Bilal Abdulla, 29, who is due to be sentenced Wednesday at London's Woolwich Crown Court, was also convicted of conspiring to cause explosions in central London and at Glasgow airport.
His co-defendant, Jordanian neurologist Mohammed Asha, 28, was acquitted of playing any role in the plot.
Abdulla represents an unlikely type of militant: a British-born doctor who had pledged an oath to protect human lives. Anti-terrorism officials said Abdulla's case challenged the British public to broaden their thinking about potential homegrown threats.
"I personally find it bizarre that people who have trained as doctors can seek to take life in such a cruel way," said John McDowall, head of anti-terrorism policing in Britain. "When you look at the profile of these individuals, they are very different from the terrorists we have dealt with in this country before—being professional people."
All of Abdulla's planned attacks fizzled. Lethal car bombs placed near crowded London nightspots did not go off, and an attempt to ram a blazing Jeep into the passenger terminal at Glasgow's airport was also thwarted.
Investigators said Abdulla, a Sunni Muslim born in Britain but mainly raised in a middle class Baghdad neighborhood, blamed the West for the deaths of friends and relatives in the 1991 Gulf War and the 2003 invasion.
"I wanted the public to taste what is going on, for them to have a taste of what the decisions of their democratically elected murderers did to my people," Abdulla said during the trial, referring to Iraq.
Abdulla, who holds dual British-Iraqi citizenship, was arrested with Kafeel Ahmed, a 28-year-old Indian engineering student, after they attempted to crash their burning Jeep through entrance doors to Glasgow airport's departure terminal.
Ahmed, who drove the Jeep, suffered extensive burns and later died in a hospital. His brother Sabeel Ahmed—like Abdulla, a doctor with Britain's national health service—was deported to India in May after he admitted withholding evidence from police.
Investigators said mass carnage in central London was avoided only because of good luck.
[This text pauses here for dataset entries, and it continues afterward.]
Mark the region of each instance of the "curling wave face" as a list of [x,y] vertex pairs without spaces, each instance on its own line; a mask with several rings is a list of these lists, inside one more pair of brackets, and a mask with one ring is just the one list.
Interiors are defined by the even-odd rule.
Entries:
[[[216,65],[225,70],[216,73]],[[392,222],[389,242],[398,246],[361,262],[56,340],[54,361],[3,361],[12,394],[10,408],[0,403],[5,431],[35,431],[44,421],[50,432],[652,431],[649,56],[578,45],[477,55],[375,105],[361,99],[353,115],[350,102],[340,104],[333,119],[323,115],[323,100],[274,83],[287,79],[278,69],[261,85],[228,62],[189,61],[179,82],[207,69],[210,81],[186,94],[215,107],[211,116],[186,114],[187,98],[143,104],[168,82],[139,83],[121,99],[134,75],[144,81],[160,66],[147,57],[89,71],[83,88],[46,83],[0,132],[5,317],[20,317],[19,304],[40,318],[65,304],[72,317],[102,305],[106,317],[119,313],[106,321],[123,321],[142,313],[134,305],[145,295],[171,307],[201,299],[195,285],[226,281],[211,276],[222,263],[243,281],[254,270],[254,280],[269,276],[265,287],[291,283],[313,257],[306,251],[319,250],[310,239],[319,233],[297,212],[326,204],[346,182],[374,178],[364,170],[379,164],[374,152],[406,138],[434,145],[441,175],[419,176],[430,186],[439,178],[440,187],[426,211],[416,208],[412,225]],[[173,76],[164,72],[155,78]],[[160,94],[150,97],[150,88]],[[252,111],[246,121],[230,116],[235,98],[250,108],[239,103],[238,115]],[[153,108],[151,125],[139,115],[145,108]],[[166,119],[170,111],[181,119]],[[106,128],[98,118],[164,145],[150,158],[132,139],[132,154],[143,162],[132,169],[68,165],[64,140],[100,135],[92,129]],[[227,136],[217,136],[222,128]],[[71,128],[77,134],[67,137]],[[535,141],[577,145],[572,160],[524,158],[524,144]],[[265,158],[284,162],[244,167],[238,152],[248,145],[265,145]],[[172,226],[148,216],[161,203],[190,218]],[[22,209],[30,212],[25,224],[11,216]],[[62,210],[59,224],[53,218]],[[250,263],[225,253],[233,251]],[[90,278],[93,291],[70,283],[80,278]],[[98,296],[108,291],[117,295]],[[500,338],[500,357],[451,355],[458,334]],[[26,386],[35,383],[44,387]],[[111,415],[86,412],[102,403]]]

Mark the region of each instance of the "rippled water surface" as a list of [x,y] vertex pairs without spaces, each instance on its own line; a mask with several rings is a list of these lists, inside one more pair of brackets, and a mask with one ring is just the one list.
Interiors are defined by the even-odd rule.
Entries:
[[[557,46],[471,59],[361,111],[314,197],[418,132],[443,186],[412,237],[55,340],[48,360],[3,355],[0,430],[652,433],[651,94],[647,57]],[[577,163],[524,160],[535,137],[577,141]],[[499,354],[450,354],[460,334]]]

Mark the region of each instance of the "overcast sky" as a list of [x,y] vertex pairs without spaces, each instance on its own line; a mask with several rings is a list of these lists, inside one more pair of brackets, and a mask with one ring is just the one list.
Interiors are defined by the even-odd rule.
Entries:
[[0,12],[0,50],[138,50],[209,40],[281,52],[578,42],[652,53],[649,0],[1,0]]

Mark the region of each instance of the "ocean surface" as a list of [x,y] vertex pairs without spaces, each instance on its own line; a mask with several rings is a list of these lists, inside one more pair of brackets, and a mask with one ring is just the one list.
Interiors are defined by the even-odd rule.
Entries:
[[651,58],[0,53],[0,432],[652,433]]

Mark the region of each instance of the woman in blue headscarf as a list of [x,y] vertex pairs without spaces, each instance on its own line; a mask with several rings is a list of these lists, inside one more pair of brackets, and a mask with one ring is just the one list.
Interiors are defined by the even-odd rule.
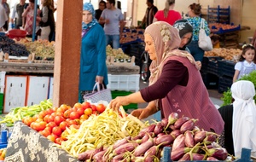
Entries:
[[90,93],[96,84],[108,84],[106,65],[106,38],[102,27],[95,18],[91,3],[83,6],[82,43],[79,77],[79,102]]

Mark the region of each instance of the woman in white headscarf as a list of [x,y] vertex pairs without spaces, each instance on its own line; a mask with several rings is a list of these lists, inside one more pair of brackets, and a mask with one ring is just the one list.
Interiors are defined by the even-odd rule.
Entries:
[[256,106],[254,84],[247,80],[234,83],[231,86],[233,102],[232,134],[234,151],[241,156],[242,148],[256,151]]
[[2,31],[2,27],[4,26],[7,20],[8,20],[8,16],[2,4],[2,0],[0,0],[0,31]]

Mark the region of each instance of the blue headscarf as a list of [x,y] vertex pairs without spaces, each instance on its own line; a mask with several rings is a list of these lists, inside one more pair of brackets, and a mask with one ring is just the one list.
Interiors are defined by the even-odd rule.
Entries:
[[83,30],[90,29],[94,25],[96,25],[96,23],[98,23],[97,20],[95,18],[95,10],[94,10],[93,5],[91,3],[85,3],[83,5],[83,11],[84,11],[84,10],[89,11],[89,12],[91,13],[91,14],[92,14],[92,20],[89,24],[85,24],[83,21],[82,22],[82,29]]

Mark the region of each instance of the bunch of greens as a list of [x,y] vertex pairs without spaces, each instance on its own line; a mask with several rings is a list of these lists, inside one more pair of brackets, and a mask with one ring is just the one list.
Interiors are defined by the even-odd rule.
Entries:
[[[239,80],[248,80],[253,82],[254,84],[254,87],[256,88],[256,71],[252,72],[248,75],[245,75],[242,78],[241,78]],[[256,101],[256,95],[253,97],[254,101]],[[222,106],[230,105],[232,103],[232,94],[230,91],[230,89],[229,89],[227,91],[224,92],[223,97],[221,100],[224,101]]]

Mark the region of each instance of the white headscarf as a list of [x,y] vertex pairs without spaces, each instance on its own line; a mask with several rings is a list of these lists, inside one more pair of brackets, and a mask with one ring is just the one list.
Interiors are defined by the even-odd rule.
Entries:
[[2,0],[0,0],[0,28],[4,26],[5,21],[8,20],[8,16],[5,12],[5,9],[2,4]]
[[256,151],[255,88],[252,82],[241,80],[231,86],[233,103],[232,134],[235,156],[241,157],[242,148]]

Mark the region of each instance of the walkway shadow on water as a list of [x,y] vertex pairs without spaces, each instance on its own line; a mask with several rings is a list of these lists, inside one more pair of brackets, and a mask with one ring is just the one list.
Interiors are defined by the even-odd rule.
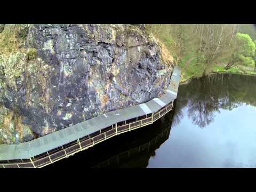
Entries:
[[119,135],[44,168],[146,167],[169,138],[173,111],[153,124]]

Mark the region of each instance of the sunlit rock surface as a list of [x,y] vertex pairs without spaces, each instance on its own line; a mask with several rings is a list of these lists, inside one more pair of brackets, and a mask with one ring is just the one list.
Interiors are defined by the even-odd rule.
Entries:
[[[38,136],[159,97],[170,82],[173,63],[164,63],[161,46],[143,25],[18,30],[17,50],[0,55],[0,103]],[[33,139],[18,132],[26,138],[20,141]]]

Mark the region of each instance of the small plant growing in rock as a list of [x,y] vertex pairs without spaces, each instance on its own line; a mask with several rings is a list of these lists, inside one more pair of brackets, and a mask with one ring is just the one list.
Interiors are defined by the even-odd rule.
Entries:
[[37,50],[34,48],[29,49],[27,53],[27,59],[28,61],[31,60],[37,55]]

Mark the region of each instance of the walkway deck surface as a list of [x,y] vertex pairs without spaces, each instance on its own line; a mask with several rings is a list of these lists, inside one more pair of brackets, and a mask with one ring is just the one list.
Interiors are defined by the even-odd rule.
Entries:
[[[53,149],[62,147],[77,139],[113,126],[118,122],[154,114],[176,99],[180,74],[180,68],[175,67],[166,93],[159,98],[153,99],[137,106],[109,111],[26,142],[18,145],[0,145],[0,161],[30,159]],[[159,113],[159,117],[161,115]],[[154,121],[152,120],[151,123]]]

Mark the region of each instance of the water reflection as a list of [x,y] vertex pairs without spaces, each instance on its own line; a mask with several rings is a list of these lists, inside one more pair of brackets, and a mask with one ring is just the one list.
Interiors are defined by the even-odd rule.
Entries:
[[153,125],[46,168],[255,167],[255,83],[235,74],[194,79],[180,85],[175,110]]
[[231,110],[244,103],[255,106],[255,76],[222,74],[180,85],[173,124],[183,118],[185,108],[193,123],[203,128],[213,122],[220,109]]

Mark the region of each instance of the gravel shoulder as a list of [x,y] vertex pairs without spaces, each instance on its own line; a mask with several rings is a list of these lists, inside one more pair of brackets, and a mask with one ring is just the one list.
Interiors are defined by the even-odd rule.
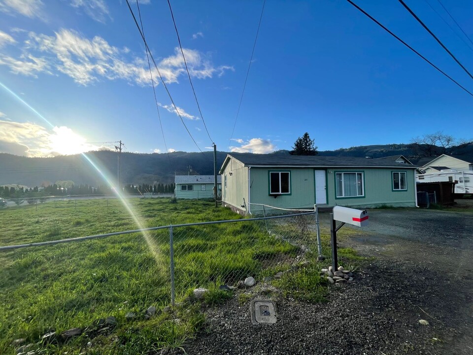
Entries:
[[[473,213],[372,210],[370,225],[347,229],[339,247],[376,257],[325,303],[271,292],[274,324],[253,325],[250,301],[207,308],[192,354],[473,354]],[[327,225],[328,213],[321,214]],[[344,228],[345,227],[344,227]],[[271,299],[263,293],[251,299]],[[422,325],[419,320],[427,320]]]

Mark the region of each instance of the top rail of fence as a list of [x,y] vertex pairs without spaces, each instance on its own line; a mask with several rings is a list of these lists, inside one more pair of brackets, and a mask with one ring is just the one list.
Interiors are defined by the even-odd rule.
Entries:
[[142,232],[148,232],[150,231],[158,230],[160,229],[166,229],[169,228],[178,228],[180,227],[190,227],[192,226],[204,225],[206,224],[217,224],[218,223],[237,223],[239,222],[248,222],[254,220],[262,220],[263,219],[274,219],[276,218],[288,218],[300,215],[306,215],[309,214],[313,214],[315,213],[314,211],[306,212],[304,213],[294,213],[293,214],[287,214],[280,216],[270,216],[265,217],[257,217],[251,218],[241,218],[239,219],[226,219],[224,220],[210,221],[208,222],[197,222],[191,223],[183,223],[181,224],[169,224],[166,226],[160,226],[159,227],[150,227],[147,228],[141,228],[140,229],[134,229],[132,230],[123,231],[121,232],[113,232],[109,233],[104,233],[103,234],[96,234],[95,235],[86,236],[85,237],[78,237],[73,238],[68,238],[67,239],[61,239],[56,241],[49,241],[48,242],[39,242],[38,243],[27,243],[26,244],[18,244],[17,245],[5,246],[4,247],[0,247],[0,251],[4,250],[11,250],[13,249],[19,249],[20,248],[30,248],[33,247],[40,247],[42,246],[53,245],[55,244],[60,244],[61,243],[70,243],[71,242],[80,242],[81,241],[88,240],[90,239],[98,239],[99,238],[106,238],[107,237],[111,237],[112,236],[122,235],[124,234],[131,234],[135,233],[140,233]]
London police discovered two Mercedes cars loaded with explosives on June 29 last year, after a paramedic saw one of the vehicles—parked next to the city's popular "Tiger Tiger" nightclub—emitting smoke.
The two Mercedes were laden with gas cylinders, packed with 1,000 nails and filled to the brim with gasoline, police said. McDowall said the car bombs likely failed because each vehicle's gas tank was so full there wasn't enough oxygen inside to cause an explosion.
"I think we would have seen mass casualties" if the bombs had worked, McDowall said, adding the blast would have hurled gas cylinders through the nightclub's windows, killing scores of people.
The second car bomb was deliberately left next to a bus stop where emergency vehicles would have parked as they responded to the nightclub blast, police said.
McDowall said bomb squad officer Paul Humphrey spent 90 minutes carefully defusing the bombs by hand under torch light, as police feared that normal, remote-controlled robotic equipment could produce sparks and cause an explosion.